Three firms have submitted six-figure tenders to carry out the work of removing the existing pylons and erecting new ones at the Bluebirds' home.

The current structures, put up in the 1960s, have long passed their usefulness, and plans by AFC owner Paul Casson to refurbish them proved impossible due to the level of decay and corrosion.

Barrow intend to carry out the work to bring them down and put up new structures this summer, with the help of grants from the Football Stadia Improvement Fund.

To that end, they have engaged several companies to provide estimates for the work – with three needed for any submission for grants – and are now just waiting for final submissions.

Three bids have been provided, with a deadline of tomorrow night set for further companies to put in their tenders.

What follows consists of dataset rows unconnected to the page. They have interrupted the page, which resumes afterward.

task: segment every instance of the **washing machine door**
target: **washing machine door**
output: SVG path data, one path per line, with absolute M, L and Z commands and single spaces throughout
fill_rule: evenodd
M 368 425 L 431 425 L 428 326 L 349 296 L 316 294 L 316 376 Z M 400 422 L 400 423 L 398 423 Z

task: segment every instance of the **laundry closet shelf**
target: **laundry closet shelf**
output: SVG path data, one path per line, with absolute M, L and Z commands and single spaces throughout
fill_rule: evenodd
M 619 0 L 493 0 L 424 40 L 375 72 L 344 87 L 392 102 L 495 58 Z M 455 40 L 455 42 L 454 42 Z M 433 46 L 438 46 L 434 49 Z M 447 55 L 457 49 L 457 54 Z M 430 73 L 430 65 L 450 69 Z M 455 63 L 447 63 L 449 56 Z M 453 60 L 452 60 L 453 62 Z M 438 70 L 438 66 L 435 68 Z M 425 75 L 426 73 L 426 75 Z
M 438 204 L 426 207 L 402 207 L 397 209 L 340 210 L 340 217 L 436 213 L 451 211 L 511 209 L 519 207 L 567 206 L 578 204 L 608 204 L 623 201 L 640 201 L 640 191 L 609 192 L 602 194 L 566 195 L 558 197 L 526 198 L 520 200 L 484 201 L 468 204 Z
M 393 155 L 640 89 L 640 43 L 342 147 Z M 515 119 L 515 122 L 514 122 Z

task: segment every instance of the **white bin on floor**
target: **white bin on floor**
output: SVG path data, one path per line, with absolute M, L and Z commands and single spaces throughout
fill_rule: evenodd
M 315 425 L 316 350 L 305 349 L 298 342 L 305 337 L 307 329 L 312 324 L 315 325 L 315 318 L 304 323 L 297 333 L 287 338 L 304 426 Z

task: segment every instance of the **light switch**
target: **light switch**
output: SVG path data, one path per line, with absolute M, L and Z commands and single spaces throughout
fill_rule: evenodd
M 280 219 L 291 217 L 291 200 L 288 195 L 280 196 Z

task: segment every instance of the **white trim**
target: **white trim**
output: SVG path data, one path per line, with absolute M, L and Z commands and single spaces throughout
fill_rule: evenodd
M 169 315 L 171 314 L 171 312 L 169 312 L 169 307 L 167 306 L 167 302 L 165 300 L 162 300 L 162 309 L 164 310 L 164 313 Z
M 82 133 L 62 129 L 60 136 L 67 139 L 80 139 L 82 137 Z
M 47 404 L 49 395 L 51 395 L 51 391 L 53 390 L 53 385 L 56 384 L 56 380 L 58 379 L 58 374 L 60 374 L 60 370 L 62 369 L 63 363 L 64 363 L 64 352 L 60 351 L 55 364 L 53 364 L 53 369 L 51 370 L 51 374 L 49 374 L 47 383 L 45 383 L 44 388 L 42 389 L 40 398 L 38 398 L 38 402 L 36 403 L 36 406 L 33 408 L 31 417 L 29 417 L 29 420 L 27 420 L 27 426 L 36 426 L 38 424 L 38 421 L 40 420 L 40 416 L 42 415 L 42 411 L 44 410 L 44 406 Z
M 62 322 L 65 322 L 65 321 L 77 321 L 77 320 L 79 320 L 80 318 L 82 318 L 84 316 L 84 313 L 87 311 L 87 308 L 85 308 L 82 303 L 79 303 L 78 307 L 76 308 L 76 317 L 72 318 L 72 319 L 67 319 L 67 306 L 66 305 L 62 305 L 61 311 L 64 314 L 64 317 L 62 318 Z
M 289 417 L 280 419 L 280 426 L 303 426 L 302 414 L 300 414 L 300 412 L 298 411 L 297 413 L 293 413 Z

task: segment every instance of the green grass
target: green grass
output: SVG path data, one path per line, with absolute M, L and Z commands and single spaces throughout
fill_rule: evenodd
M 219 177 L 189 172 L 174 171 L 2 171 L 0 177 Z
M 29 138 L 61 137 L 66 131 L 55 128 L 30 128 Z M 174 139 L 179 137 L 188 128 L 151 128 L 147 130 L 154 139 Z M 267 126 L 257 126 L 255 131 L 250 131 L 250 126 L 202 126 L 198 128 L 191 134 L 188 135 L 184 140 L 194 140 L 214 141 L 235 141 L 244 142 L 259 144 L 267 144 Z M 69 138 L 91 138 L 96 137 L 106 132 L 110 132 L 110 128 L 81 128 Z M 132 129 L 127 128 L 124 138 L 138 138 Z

AFC chief executive Austin Straker admits the process has taken much longer than anyone expected – it had originally been planned for last summer and the very start of the season – but is now happy with where things stand.

“We're fairly comfortable with the floodlights at the minute – though it has taken months longer than anyone would have imagined,” he said.

“We're well under way, but we can't proceed to the Football Stadia Improvement Fund without three confirmed like-for-like quotes.

“We have three quotes in, with the deadline set for Thursday evening for any other quotes to be received.

“A little sub-committee of us will sit down on Friday to review them and see where we are.

“If any of the others that come in this week are better than any of the three we have already got, then they'll make it into the final contention.

“We have to sit down and look at one of them, where it seems that some of the items in the quote aren't necessary, they're optional. If that's the case, then that would put the price down, or there might be options there we want to take up. There is still work to be done.

“We are drawing up a spreadsheet, not just of the costs, but of what you are getting. They are differently-designed masts, differently-designed lights, and Paul will have to decide which he likes.”

He added: “They are quoting for the whole job – the civil engineering, the masts, the lights, the electricals, taking the towers down and dismantling them. It's an all-in figure.”

Straker hopes much of the work in bringing down the pylons and put up new stanchions will be carried out by local companies, though quotes have been sought from firms outside the area.

“They will be entirely new structures,” he added. If anything, it is the legs which are the weakest part of the structures, and it would be absolutely ludicrous to keep any of it.

“They should have been down last year, but we ran out of time in the close-season.

“There is a lot of work for them to do – they have to come and check on the electrics, on the state of the ground, they have to put the plans together and there is a lot of work that goes on when different companies work together.

“We're trying, within our principles, to work with as much local employment as we can. Some of the masts and lighting quotes have come from outside the town, but quite a bit of the engineering and the civil work is linked in with local companies.”

Work on the floodlights follows a recent ground survey which reassessed the capacity at Holker Street at 5,000 – following demands from the Football League that this figure be met if AFC were to be allowed in the National League play-offs.